Prep 15 mins
Cook 15 mins
Hard to resist!!
- 1⁄2 cup 35% cream, plus
- 3 tablespoons 35% cream
- 4 tablespoons sugar
- 1 cup semisweet chocolate
- 1 3⁄4 cups milk chocolate
- 2 tablespoons butter, at room temperature
- 6 tablespoons creme de cassis
- 1⁄4 cup dark chocolate
- 1⁄2 cup cocoa powder
- 1⁄2 cup powdered sugar
- Bring the cream and sugar to a boil.
- Remove from heat and pour over the chocolate, which has been broken up into small chunks and placed in a clean bowl.
- Stir gently adding the room temperature butter.
- Continue to stir until all the chocolate has dissolved.
- As the mixture cools, it will begin to thicken.
- Next, add the cassis and continue to stir for another 2 to 3 minutes.
- Cover with a kitchen towel and place in a cool area but do not refrigerate.
- It is best to leave it overnight for it to cool thoroughly and start to firm up.
- Take your chocolate truffle mix, which should be firm, yet, soft to the touch.
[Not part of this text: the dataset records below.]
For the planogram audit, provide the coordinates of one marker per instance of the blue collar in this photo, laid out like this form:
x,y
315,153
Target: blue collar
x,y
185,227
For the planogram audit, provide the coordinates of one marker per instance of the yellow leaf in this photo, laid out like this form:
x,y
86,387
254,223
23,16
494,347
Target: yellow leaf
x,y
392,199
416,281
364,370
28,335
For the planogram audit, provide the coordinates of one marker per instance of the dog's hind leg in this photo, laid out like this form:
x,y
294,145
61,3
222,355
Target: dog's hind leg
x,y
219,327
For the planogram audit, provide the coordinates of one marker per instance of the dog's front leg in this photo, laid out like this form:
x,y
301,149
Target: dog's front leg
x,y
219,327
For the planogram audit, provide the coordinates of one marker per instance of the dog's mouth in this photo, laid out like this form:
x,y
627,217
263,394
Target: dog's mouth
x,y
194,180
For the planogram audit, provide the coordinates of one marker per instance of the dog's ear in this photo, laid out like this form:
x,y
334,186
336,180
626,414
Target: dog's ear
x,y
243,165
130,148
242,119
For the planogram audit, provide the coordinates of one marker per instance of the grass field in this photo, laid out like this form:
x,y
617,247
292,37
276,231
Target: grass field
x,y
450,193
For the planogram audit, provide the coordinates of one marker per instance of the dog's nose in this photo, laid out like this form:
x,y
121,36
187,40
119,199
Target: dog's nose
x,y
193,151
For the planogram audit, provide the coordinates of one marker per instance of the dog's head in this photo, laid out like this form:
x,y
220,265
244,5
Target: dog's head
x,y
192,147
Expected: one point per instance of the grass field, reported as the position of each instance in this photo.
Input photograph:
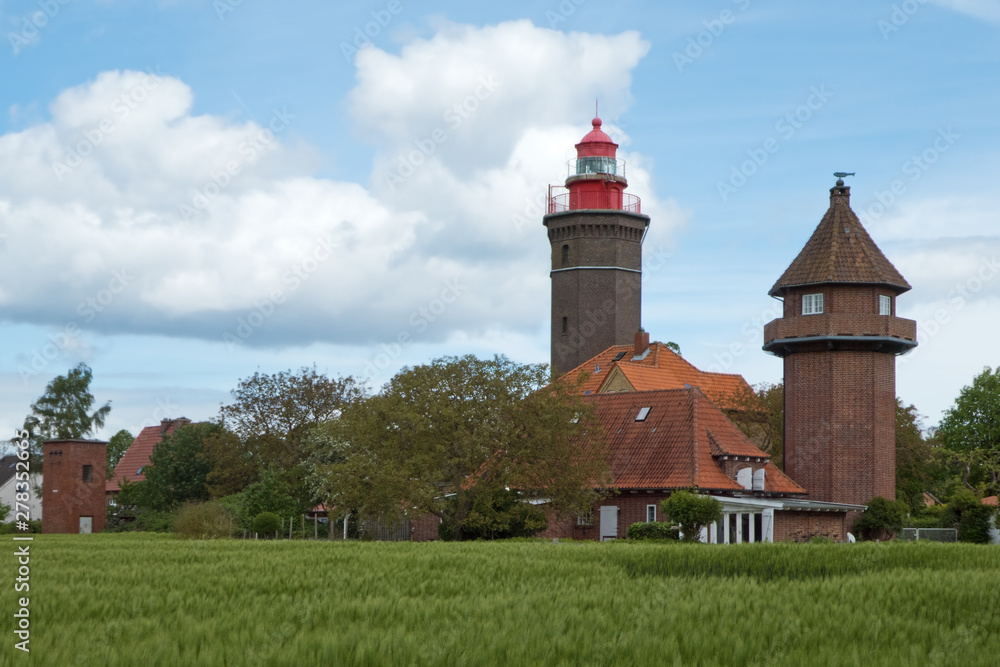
(155, 600)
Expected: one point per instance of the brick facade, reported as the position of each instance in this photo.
(839, 363)
(66, 497)
(790, 526)
(596, 282)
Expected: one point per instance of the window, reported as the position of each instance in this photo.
(812, 304)
(884, 305)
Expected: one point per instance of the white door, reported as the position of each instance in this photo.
(609, 522)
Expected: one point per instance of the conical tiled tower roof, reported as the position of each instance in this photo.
(840, 251)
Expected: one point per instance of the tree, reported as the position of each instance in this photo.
(966, 512)
(268, 425)
(971, 430)
(177, 469)
(117, 446)
(692, 512)
(916, 464)
(881, 520)
(760, 414)
(439, 436)
(63, 411)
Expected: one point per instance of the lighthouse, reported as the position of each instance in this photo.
(839, 337)
(595, 230)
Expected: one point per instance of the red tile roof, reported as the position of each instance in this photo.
(137, 455)
(660, 368)
(840, 251)
(677, 445)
- Place it into a piping bag that has a quarter inch nozzle attached.
- If you don't have a piping bag, just drop teaspoonsful of the mixture.
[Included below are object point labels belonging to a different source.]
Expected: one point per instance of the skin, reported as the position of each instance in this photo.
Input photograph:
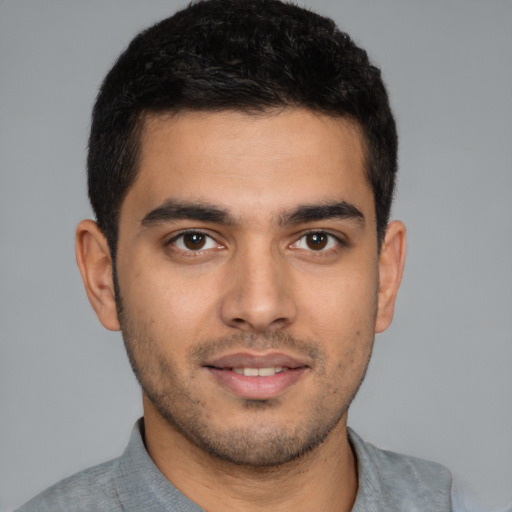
(260, 286)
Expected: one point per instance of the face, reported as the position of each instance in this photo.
(248, 272)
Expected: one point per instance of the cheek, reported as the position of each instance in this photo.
(170, 304)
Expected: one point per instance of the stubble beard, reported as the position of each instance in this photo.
(258, 445)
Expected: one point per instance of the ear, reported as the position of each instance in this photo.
(95, 264)
(391, 268)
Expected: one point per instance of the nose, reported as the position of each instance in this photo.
(259, 295)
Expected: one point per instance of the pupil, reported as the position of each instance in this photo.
(317, 240)
(194, 240)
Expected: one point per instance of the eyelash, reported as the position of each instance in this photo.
(328, 248)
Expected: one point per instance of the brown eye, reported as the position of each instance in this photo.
(317, 241)
(191, 241)
(194, 241)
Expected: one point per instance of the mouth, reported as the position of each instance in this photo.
(257, 376)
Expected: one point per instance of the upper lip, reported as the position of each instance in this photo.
(257, 360)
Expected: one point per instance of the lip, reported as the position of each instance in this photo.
(257, 388)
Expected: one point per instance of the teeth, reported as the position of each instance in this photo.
(259, 372)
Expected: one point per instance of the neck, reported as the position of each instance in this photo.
(323, 480)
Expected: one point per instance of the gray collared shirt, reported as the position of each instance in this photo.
(132, 483)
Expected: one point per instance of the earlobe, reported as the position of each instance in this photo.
(391, 267)
(95, 263)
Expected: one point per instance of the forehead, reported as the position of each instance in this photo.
(265, 161)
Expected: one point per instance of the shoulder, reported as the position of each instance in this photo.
(402, 481)
(91, 489)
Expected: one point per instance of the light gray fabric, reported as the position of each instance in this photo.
(388, 482)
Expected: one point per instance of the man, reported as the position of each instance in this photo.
(241, 167)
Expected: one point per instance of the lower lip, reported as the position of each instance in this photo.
(257, 388)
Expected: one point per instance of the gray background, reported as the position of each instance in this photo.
(440, 382)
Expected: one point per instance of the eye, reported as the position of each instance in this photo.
(193, 241)
(317, 241)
- On a clean tray with parchment paper, pipe out long sausage length strips of the chocolate truffle.
- When all has been piped out, take a small kitchen knife with the tip dipped in hot water then cut the chocolate truffles into 1 1/4 inch lengths.
- Using a clean pastry brush, brush 5 or 6 chocolate truffles at a time with a little of the melted chocolate.
- One by one, roll them gently in the palms of your hand and then drop them into either the cocoa powder or the powdered sugar.
- Roll them around and remove any excess sugar or cocoa.
- Place in a storage container or serving dish.
- It is best to store these truffles in a cool part of the house but do not refrigerate.